The minister’s approach could present an opportunity to broker a new deal on planning that better balances the interests of residents, developers and governments. Ideally it would reduce delays and cut costs to stimulate construction and increase the supply of housing.

However, a planning code that restricts appeal rights needs to be more than a tick-a-box exercise. It must also set standards that improve the quality of what gets built. Achieving a lasting and effective deal on planning will require public engagement on a scale rarely seen in Australia.

A recent attempt at public consultation in NSW shows the extent of the challenge. In early May, as part of drawing up a new metropolitan plan for Sydney, the state government invited online comment on its discussion paper Sydney over the next 20 years.

So far it has received only about 50 responses. It appears most of Sydney’s 4.6 million people have no idea their opinion is being sought.

To be meaningful, consultation must present realistic scenarios grounded in local conditions. What will be the costs and benefits of accepting more residents in a particular area? What might the area look like in future? Will government offer support by providing better services, improved public transport or upgraded facilities? What would be the impact of resisting change and maintaining the status quo?

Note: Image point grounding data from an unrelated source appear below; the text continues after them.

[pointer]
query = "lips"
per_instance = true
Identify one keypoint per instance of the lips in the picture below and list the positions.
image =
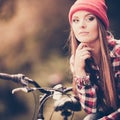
(83, 33)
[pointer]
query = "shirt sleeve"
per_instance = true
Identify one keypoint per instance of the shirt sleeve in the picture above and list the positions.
(88, 98)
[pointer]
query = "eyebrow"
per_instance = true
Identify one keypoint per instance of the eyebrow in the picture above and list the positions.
(76, 16)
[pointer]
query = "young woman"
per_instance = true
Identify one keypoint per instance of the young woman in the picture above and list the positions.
(95, 60)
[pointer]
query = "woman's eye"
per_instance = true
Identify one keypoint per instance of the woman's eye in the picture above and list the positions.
(75, 20)
(90, 18)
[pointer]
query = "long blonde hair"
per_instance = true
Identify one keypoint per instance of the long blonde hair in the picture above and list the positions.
(106, 73)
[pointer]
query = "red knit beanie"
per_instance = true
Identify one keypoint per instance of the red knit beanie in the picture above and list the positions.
(96, 7)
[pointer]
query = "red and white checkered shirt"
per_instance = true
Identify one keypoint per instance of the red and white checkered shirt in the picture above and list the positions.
(88, 94)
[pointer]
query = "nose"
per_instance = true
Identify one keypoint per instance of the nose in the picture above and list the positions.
(82, 24)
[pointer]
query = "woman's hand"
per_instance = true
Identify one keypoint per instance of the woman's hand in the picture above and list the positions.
(83, 52)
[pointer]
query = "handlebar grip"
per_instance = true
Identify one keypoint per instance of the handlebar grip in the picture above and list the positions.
(18, 78)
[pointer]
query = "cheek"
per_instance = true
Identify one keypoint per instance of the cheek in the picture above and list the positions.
(95, 30)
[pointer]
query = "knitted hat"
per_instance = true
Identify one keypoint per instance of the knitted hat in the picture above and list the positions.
(96, 7)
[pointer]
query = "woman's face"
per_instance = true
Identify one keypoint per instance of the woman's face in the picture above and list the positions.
(85, 26)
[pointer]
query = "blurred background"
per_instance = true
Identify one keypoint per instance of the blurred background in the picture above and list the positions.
(33, 41)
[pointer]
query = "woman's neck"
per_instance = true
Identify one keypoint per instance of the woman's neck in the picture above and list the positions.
(96, 52)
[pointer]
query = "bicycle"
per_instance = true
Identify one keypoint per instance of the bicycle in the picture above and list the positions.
(67, 107)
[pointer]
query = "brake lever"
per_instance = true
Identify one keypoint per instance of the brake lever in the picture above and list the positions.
(24, 89)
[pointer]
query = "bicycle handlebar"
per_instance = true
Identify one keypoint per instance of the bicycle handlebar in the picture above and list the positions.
(25, 81)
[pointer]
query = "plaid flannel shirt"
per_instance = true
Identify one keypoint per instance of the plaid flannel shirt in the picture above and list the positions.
(87, 94)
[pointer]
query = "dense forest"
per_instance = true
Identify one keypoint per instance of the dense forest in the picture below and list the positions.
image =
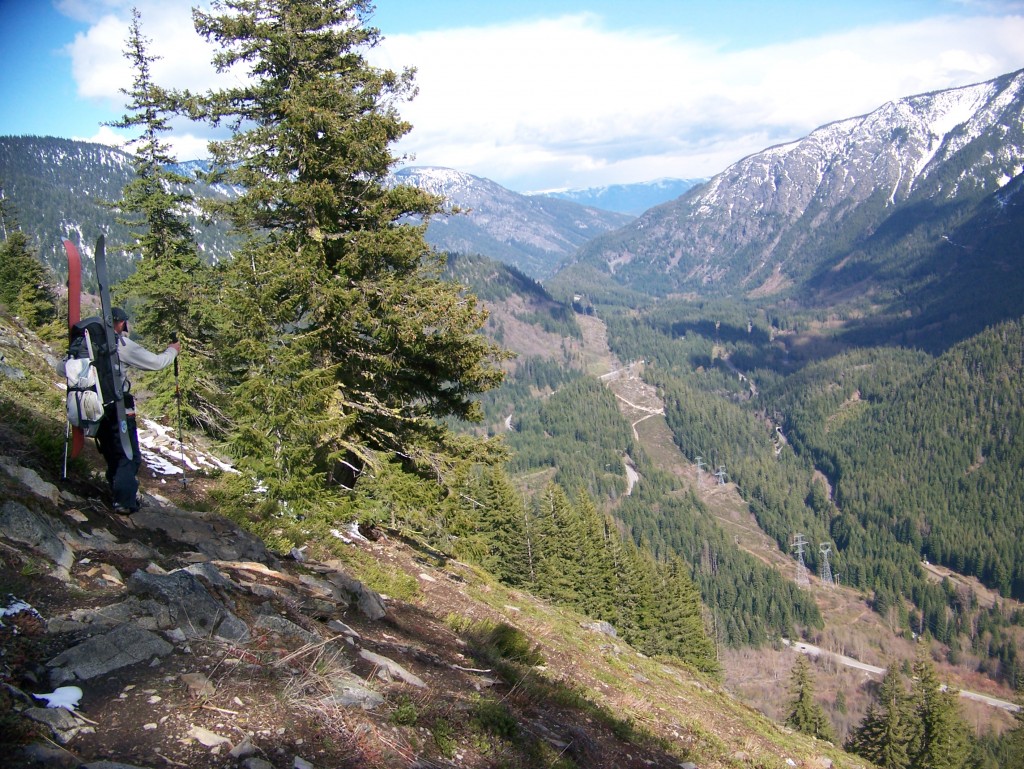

Consultations must also set local concerns in the broader context of the overall shape and future of the city.

In the report Cities: Who Decides?, the Grattan Institute examined the experiences of cities such as Seattle and Vancouver that had engaged with residents to develop long-term metropolitan plans and successfully manage change.

In Seattle, each neighbourhood was funded to hire experts to help develop its own values and vision around land-use, design and other issues. During this process, around three-quarters of the city’s planning budget was spent on public engagement.

Consultations in Vancouver involved about 20,000 people or about 4 per cent of the population. It resulted in trade-offs and compromise, such as residents opting to accommodate more households in an existing area, rather than send sprawl “up the valley”.

Public engagement is not a short cut. It is not cheap or easy or quick. Nor will it produce absolute agreement and put an end to all disputes. Done properly, however, public engagement can build an enduring vision for a city that residents understand and support.